When investigating TRIM69 function, several important controls should be included:

• Cell viability assessments for both TRIM69 knockout and overexpression conditions to rule out non-specific effects

• Envelope-independent controls when studying effects on viruses (e.g., testing both VSVg-pseudotyped and native envelope viruses)

• Time-course experiments to capture the dynamics of TRIM69-mediated effects

• Cell-type matched controls given the cell-type specificity of TRIM69 function

• IFN-stimulated and unstimulated conditions to distinguish TRIM69-specific from broader IFN effects

These methodological controls help ensure that observed effects are specifically attributable to TRIM69 function rather than experimental artifacts.

What model systems are most appropriate for studying TRIM69's diverse functions?

Based on the current literature, several model systems have proven valuable for studying different aspects of TRIM69 function:

Researchers should select model systems appropriate to their specific research questions, with particular attention to cell-type specific effects that may influence experimental outcomes.

How does TRIM69 function relate to other members of the TRIM protein family?

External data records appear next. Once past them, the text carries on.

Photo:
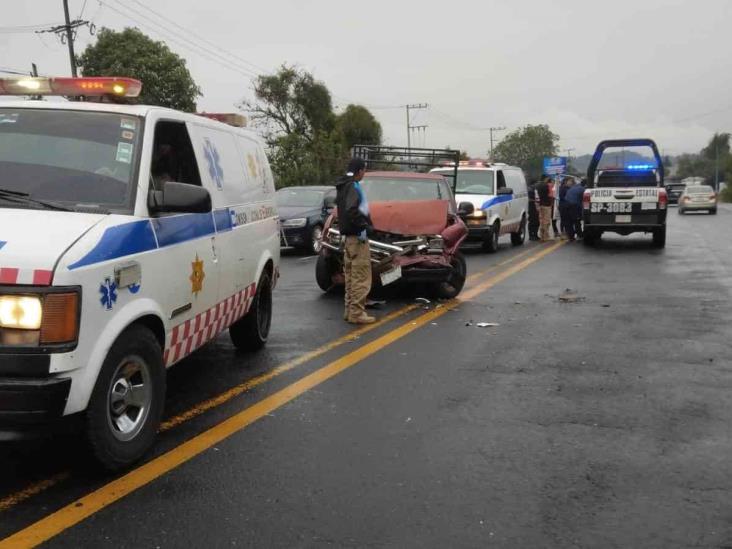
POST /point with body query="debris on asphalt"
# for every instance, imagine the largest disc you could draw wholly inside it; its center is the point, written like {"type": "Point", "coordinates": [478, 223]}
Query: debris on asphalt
{"type": "Point", "coordinates": [570, 296]}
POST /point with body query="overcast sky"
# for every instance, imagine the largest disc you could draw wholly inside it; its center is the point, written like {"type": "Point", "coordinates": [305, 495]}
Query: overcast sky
{"type": "Point", "coordinates": [591, 70]}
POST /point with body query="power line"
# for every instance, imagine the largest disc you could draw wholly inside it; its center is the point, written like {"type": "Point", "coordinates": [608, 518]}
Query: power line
{"type": "Point", "coordinates": [201, 38]}
{"type": "Point", "coordinates": [183, 42]}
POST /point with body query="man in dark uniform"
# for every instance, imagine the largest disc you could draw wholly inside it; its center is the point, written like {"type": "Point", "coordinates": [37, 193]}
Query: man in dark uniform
{"type": "Point", "coordinates": [533, 213]}
{"type": "Point", "coordinates": [354, 224]}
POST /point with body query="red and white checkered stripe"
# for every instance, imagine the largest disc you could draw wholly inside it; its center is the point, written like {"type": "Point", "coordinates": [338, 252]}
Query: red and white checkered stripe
{"type": "Point", "coordinates": [193, 333]}
{"type": "Point", "coordinates": [37, 277]}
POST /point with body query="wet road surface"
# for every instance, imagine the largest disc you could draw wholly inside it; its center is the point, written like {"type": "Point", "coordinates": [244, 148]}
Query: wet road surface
{"type": "Point", "coordinates": [602, 421]}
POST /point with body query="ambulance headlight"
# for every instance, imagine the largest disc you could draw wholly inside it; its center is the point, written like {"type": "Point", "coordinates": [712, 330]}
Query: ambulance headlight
{"type": "Point", "coordinates": [47, 318]}
{"type": "Point", "coordinates": [295, 223]}
{"type": "Point", "coordinates": [20, 312]}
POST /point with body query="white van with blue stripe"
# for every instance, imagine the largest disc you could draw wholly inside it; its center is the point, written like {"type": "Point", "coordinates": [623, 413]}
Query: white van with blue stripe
{"type": "Point", "coordinates": [130, 236]}
{"type": "Point", "coordinates": [495, 200]}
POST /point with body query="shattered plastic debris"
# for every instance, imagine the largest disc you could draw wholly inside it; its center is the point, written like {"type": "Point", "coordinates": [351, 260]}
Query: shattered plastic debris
{"type": "Point", "coordinates": [570, 296]}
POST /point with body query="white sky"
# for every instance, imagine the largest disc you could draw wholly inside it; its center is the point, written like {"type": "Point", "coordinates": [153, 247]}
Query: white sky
{"type": "Point", "coordinates": [589, 69]}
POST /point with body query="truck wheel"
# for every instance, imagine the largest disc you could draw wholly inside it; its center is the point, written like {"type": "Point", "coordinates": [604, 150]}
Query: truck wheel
{"type": "Point", "coordinates": [659, 237]}
{"type": "Point", "coordinates": [454, 285]}
{"type": "Point", "coordinates": [518, 238]}
{"type": "Point", "coordinates": [491, 244]}
{"type": "Point", "coordinates": [251, 331]}
{"type": "Point", "coordinates": [127, 402]}
{"type": "Point", "coordinates": [324, 271]}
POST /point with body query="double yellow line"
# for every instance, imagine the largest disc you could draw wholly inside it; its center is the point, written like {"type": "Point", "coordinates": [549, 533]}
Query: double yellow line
{"type": "Point", "coordinates": [77, 511]}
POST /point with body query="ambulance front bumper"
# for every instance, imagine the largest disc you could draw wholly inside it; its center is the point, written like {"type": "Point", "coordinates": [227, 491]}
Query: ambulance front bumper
{"type": "Point", "coordinates": [28, 394]}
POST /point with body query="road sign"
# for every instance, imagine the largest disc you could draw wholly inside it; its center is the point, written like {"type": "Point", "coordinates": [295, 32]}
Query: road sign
{"type": "Point", "coordinates": [555, 165]}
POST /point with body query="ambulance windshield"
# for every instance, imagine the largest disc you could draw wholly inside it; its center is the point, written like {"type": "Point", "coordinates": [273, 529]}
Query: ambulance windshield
{"type": "Point", "coordinates": [81, 160]}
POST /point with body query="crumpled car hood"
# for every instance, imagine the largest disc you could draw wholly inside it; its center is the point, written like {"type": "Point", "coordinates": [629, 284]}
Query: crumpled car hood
{"type": "Point", "coordinates": [413, 218]}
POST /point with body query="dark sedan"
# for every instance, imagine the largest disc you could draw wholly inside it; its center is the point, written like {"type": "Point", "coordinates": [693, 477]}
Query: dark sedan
{"type": "Point", "coordinates": [303, 211]}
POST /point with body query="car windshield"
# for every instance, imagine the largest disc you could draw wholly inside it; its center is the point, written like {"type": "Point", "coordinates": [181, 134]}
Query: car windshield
{"type": "Point", "coordinates": [292, 196]}
{"type": "Point", "coordinates": [382, 189]}
{"type": "Point", "coordinates": [474, 182]}
{"type": "Point", "coordinates": [81, 160]}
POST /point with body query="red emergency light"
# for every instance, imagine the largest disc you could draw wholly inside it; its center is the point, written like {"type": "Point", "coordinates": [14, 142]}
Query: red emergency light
{"type": "Point", "coordinates": [88, 86]}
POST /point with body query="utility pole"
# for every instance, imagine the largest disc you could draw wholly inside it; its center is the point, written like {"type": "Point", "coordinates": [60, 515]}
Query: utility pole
{"type": "Point", "coordinates": [70, 38]}
{"type": "Point", "coordinates": [569, 156]}
{"type": "Point", "coordinates": [409, 123]}
{"type": "Point", "coordinates": [67, 34]}
{"type": "Point", "coordinates": [491, 130]}
{"type": "Point", "coordinates": [716, 164]}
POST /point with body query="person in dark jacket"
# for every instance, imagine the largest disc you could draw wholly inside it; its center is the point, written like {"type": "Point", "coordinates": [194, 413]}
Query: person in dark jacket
{"type": "Point", "coordinates": [354, 224]}
{"type": "Point", "coordinates": [574, 210]}
{"type": "Point", "coordinates": [546, 200]}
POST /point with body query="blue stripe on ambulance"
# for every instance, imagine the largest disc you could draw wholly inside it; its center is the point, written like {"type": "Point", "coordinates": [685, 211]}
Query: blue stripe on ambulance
{"type": "Point", "coordinates": [496, 200]}
{"type": "Point", "coordinates": [150, 234]}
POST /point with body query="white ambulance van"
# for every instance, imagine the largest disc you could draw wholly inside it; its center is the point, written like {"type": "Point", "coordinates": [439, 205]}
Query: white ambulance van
{"type": "Point", "coordinates": [129, 237]}
{"type": "Point", "coordinates": [498, 201]}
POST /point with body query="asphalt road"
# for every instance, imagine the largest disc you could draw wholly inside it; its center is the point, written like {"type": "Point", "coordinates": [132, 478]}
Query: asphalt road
{"type": "Point", "coordinates": [598, 422]}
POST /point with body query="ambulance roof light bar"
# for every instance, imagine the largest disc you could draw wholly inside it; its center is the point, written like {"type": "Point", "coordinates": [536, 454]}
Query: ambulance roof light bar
{"type": "Point", "coordinates": [89, 86]}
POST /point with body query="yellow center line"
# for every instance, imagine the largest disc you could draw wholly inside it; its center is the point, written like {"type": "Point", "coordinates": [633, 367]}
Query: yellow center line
{"type": "Point", "coordinates": [220, 399]}
{"type": "Point", "coordinates": [66, 517]}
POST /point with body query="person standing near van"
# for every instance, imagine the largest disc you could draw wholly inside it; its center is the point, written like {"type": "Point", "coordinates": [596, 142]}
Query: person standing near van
{"type": "Point", "coordinates": [543, 191]}
{"type": "Point", "coordinates": [533, 213]}
{"type": "Point", "coordinates": [354, 223]}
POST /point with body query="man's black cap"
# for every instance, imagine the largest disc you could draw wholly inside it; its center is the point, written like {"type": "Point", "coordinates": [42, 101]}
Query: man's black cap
{"type": "Point", "coordinates": [355, 166]}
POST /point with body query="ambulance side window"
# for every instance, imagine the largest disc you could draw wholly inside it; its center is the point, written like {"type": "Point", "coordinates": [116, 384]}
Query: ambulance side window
{"type": "Point", "coordinates": [501, 180]}
{"type": "Point", "coordinates": [173, 156]}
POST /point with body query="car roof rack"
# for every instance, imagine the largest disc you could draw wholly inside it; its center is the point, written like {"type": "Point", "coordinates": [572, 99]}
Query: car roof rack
{"type": "Point", "coordinates": [415, 159]}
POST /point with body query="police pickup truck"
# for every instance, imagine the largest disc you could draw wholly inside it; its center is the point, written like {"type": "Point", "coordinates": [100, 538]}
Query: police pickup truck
{"type": "Point", "coordinates": [130, 236]}
{"type": "Point", "coordinates": [625, 199]}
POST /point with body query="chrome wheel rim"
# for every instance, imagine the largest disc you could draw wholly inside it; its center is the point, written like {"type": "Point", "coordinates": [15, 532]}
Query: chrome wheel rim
{"type": "Point", "coordinates": [129, 398]}
{"type": "Point", "coordinates": [317, 236]}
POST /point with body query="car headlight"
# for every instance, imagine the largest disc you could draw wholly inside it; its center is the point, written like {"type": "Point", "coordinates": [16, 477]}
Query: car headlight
{"type": "Point", "coordinates": [43, 319]}
{"type": "Point", "coordinates": [20, 312]}
{"type": "Point", "coordinates": [295, 223]}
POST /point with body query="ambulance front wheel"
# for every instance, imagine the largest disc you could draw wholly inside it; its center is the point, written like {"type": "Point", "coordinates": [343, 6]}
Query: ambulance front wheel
{"type": "Point", "coordinates": [251, 331]}
{"type": "Point", "coordinates": [127, 402]}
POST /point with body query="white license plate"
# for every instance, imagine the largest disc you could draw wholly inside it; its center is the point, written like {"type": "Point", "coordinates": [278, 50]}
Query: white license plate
{"type": "Point", "coordinates": [391, 276]}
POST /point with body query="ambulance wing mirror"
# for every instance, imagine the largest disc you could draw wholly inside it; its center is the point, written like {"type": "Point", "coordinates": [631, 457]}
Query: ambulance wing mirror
{"type": "Point", "coordinates": [465, 209]}
{"type": "Point", "coordinates": [180, 198]}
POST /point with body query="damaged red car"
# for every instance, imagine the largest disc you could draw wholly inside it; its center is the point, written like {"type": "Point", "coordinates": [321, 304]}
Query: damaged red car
{"type": "Point", "coordinates": [416, 237]}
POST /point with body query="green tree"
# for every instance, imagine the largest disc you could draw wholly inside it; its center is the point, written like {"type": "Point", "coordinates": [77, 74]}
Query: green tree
{"type": "Point", "coordinates": [308, 143]}
{"type": "Point", "coordinates": [290, 102]}
{"type": "Point", "coordinates": [358, 126]}
{"type": "Point", "coordinates": [527, 147]}
{"type": "Point", "coordinates": [165, 78]}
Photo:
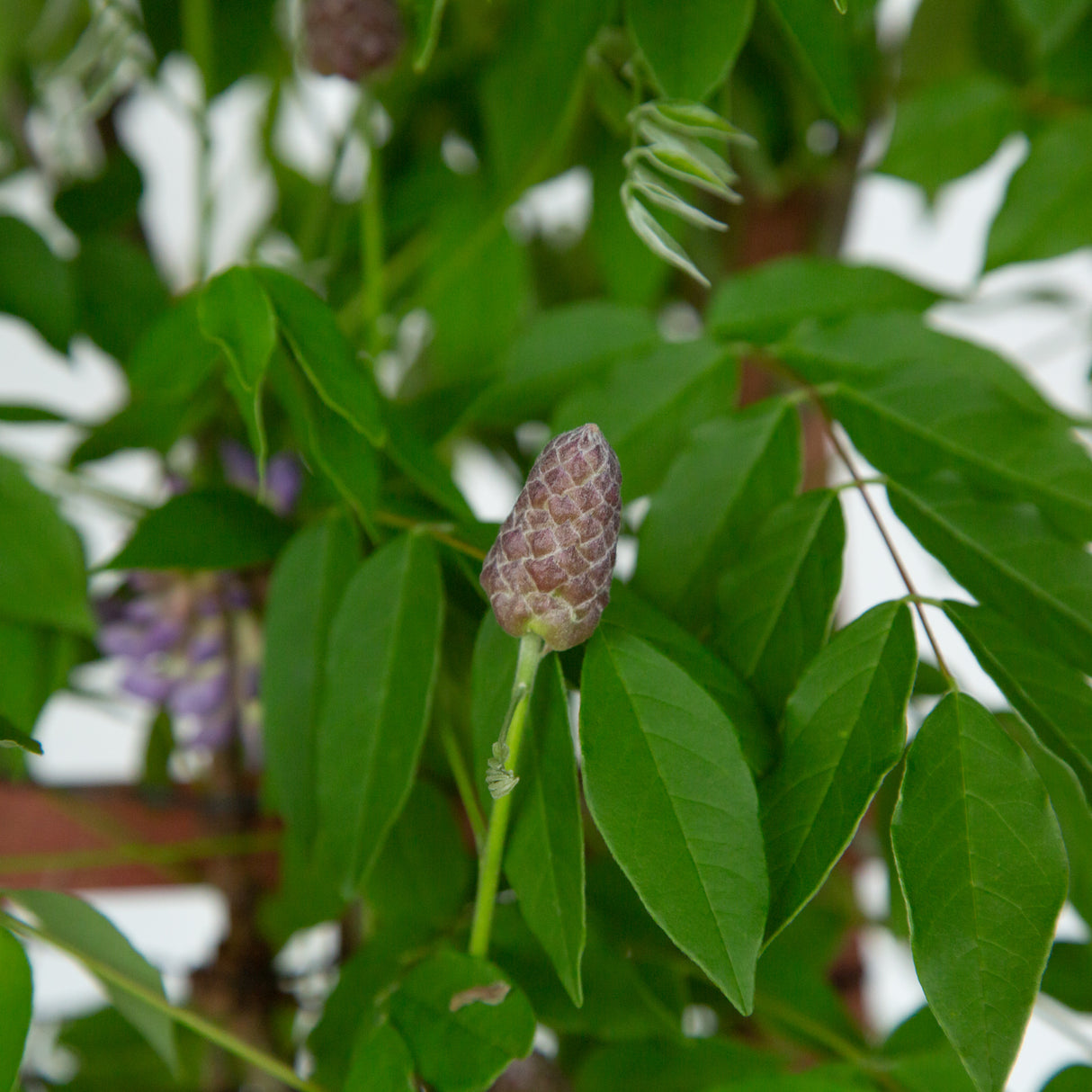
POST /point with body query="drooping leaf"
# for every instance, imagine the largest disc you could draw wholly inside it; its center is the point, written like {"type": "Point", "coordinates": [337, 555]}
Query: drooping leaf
{"type": "Point", "coordinates": [983, 868]}
{"type": "Point", "coordinates": [774, 605]}
{"type": "Point", "coordinates": [305, 591]}
{"type": "Point", "coordinates": [83, 930]}
{"type": "Point", "coordinates": [648, 407]}
{"type": "Point", "coordinates": [713, 494]}
{"type": "Point", "coordinates": [205, 529]}
{"type": "Point", "coordinates": [765, 302]}
{"type": "Point", "coordinates": [690, 49]}
{"type": "Point", "coordinates": [16, 989]}
{"type": "Point", "coordinates": [460, 1043]}
{"type": "Point", "coordinates": [845, 729]}
{"type": "Point", "coordinates": [1052, 698]}
{"type": "Point", "coordinates": [42, 580]}
{"type": "Point", "coordinates": [381, 667]}
{"type": "Point", "coordinates": [544, 860]}
{"type": "Point", "coordinates": [668, 787]}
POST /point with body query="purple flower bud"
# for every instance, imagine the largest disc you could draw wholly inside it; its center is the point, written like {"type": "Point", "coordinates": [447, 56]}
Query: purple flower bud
{"type": "Point", "coordinates": [550, 570]}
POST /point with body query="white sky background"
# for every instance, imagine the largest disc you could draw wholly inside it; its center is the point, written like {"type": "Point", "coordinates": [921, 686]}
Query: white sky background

TRIM69 is part of the larger TRIM family of innate immunity regulators, many of which have established roles in antiviral defense . While several TRIM proteins function as E3 ubiquitin ligases targeting viral components, TRIM69's microtubule regulatory function represents a distinct mechanism within this family . This raises interesting questions about functional diversification within the TRIM family. Researchers investigating these relationships should consider comparative functional studies across multiple TRIM family members, focusing on both shared and unique mechanisms of antiviral activity.

What is the relationship between TRIM69 and other interferon-stimulated genes in coordinated antiviral responses?

TRIM69 functions within the broader context of interferon-stimulated gene (ISG) responses . Understanding how TRIM69's microtubule-stabilizing activity complements other ISG functions could provide insights into the orchestration of innate immune responses. Methodological approaches to this question might include:

• Transcriptomic and proteomic profiling of cells with TRIM69 modulation (knockout or overexpression)

• Network analysis of ISG interactions during viral infection

• Combinatorial manipulation of TRIM69 and other key ISGs to identify synergistic effects

• Temporal analysis of different ISG functions during the course of viral infection

These approaches could help position TRIM69 within the broader landscape of interferon-mediated antiviral immunity.